I learned a long time ago that bullshitting my way through a patient encounter is completely pointless. If I don’t know the answer to a question I need to admit it, period, right there in real time. But just because I don’t know, doesn’t mean I can’t help. I know a lot. I can estimate. I can make a well-educated guess. I can articulate my rationale, explain that while I don’t know for sure, this is what I recommend based on the information in front of me, my past experience, and my personal biases (that last piece is critical). If I’m missing data, I can look it up. How often does an unknown pancreatic mass turn out to be cancer, in cases like this? If it’s very seldom, why do I recommend surgery? Maybe because I watched one too long once and I have always regretted it. This kind of experience will always influence my decision making; I’m kidding myself if I think it doesn’t. My patients have a right to know. It’s not weakness; it’s honesty. When you know my biases, you can decide for yourself how my judgment is influenced, and whether you’re at peace with it. When I own both my expertise and my limits, with humility and not shame, you are far more likely to trust me.

 

I will stand by you, whatever happens.

In order to trust me, you must also feel that I will not abandon you when things go badly. Because if we know each other long enough, something will always go wrong. You will have side effects from drugs. Treatments will not have the desired results. The worst thing I can say to you is, “Well, there’s nothing more I can do for you, goodbye.” There is always something I can do. I can’t cure your disease or bring your loved one back. I can’t make your depression go away. I cannot change your behaviors for you. But I can ask, “How can I help you suffer a little less?” Whether it’s referring you to a specialist or simply sitting with you for a while, my commitment to you, to our relationship, earns me your trust.

 

And, it’s a two-way street.

Here’s an interesting question: How can I trust you, to trust me? What do I need in order to feel comfortable both driving and navigating on this patient-physician road trip? It’s a huge responsibility, after all. I was honest about how well I know the geography and what I think we can expect on the way. I have made a commitment to be your travel partner, whatever the road and weather conditions. I need to know that you have relinquished the wheel and the GPS in an informed way, and that you will stay in the front of the bus to point out hazards and road signs. I need to know that you will not automatically blame me, or leave me, when we run over a nail and get a flat tire, or hit a deer that suddenly lopes across the road. We each need to take responsibility for our own part in getting to our destination.

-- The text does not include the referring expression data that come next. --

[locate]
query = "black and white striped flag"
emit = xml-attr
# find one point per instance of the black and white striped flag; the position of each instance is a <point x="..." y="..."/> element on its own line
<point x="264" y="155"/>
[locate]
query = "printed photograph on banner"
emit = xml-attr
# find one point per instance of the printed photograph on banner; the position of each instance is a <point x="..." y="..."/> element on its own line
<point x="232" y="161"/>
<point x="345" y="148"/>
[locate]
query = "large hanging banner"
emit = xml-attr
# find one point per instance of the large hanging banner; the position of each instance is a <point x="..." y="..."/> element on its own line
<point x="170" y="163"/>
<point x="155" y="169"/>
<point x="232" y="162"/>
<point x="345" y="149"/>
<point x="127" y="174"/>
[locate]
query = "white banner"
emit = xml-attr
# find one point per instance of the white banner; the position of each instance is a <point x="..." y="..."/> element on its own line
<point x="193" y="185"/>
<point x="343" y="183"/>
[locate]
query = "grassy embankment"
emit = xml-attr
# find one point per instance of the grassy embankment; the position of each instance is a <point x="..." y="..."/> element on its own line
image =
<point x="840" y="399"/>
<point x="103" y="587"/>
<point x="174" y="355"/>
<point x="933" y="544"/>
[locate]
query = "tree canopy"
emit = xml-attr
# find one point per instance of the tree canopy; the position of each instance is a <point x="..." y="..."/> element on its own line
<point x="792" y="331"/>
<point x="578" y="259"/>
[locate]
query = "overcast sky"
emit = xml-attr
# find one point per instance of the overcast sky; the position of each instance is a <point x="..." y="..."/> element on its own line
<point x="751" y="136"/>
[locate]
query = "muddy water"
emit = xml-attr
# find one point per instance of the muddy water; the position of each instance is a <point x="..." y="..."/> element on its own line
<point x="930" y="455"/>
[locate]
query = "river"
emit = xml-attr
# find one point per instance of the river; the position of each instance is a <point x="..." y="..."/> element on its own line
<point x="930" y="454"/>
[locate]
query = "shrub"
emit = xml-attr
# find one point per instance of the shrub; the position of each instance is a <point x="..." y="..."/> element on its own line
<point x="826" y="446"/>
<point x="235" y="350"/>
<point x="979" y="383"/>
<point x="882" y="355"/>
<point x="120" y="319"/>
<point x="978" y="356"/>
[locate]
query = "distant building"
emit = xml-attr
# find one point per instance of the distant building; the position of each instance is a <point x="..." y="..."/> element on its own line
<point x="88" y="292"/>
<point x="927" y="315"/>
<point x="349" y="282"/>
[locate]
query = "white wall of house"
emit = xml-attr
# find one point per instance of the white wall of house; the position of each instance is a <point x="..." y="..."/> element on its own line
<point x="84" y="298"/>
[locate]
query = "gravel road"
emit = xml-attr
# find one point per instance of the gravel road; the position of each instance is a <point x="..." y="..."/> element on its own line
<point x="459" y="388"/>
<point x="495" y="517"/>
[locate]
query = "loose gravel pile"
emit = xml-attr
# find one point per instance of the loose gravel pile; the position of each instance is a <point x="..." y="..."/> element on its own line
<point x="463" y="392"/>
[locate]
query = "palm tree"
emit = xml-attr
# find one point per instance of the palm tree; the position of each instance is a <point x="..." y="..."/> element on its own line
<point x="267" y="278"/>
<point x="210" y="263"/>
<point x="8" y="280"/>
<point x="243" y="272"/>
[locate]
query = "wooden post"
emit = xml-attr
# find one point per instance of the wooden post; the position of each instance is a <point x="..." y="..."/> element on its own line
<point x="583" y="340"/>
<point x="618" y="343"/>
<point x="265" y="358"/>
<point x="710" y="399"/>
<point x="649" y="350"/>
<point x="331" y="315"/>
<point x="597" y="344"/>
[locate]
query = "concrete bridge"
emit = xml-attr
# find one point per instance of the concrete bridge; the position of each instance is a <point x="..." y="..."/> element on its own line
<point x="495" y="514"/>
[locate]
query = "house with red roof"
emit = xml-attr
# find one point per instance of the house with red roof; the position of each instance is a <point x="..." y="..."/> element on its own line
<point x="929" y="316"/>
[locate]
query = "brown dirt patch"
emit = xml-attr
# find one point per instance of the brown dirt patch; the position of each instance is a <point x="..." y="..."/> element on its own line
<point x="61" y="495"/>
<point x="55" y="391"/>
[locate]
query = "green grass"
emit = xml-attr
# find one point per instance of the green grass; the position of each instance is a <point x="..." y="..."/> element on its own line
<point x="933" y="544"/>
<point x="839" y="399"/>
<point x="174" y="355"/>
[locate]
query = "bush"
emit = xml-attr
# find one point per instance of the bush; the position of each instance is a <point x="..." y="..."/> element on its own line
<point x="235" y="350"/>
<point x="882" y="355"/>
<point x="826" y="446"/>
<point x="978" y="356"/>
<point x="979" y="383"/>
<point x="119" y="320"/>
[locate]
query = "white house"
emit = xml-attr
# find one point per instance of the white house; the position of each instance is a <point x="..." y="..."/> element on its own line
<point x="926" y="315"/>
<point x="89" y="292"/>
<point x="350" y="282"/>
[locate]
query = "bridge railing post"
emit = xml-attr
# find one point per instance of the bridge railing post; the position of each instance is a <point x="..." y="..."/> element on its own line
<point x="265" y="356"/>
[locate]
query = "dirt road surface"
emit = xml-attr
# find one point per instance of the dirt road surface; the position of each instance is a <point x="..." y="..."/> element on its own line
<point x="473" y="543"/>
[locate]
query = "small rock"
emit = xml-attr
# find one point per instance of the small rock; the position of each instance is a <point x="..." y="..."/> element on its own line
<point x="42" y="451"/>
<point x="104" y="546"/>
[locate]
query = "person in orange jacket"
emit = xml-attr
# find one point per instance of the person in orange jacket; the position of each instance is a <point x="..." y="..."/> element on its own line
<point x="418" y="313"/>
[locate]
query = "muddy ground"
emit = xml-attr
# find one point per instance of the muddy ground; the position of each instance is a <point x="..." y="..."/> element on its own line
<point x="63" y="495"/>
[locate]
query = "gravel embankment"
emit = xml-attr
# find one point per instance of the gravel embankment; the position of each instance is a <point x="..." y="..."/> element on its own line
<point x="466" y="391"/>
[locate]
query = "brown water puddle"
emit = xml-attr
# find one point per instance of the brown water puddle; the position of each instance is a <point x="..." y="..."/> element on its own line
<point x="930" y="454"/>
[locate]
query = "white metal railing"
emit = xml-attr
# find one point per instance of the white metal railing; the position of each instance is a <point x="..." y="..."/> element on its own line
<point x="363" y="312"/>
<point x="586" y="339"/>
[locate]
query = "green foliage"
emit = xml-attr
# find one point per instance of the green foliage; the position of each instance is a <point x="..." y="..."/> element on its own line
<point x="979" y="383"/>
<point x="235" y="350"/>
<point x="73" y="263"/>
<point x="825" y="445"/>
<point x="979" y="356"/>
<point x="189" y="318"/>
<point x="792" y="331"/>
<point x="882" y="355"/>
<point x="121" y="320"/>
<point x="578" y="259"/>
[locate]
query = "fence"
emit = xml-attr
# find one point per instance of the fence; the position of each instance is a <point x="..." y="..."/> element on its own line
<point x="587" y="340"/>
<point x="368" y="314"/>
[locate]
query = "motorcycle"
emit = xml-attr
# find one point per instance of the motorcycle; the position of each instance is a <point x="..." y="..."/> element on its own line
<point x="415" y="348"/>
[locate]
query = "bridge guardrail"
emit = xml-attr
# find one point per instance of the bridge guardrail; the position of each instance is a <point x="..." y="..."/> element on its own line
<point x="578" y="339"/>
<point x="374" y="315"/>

Anna’s tumor was benign, and now she’s missing two-thirds of her pancreas. I imagine sometimes she wishes she had asked more questions, or decided to wait a little longer. But I think she does not regret her decision to trust the doctors. Her medical team is still intact and monitoring her appropriately. They may take turns again driving and navigating on her journey.

Trust is the cornerstone of any meaningful relationship. The patient-physician relationship is no exception. It takes time and presence to cultivate. These are big investments, and if we are willing to make them, the returns can literally save us.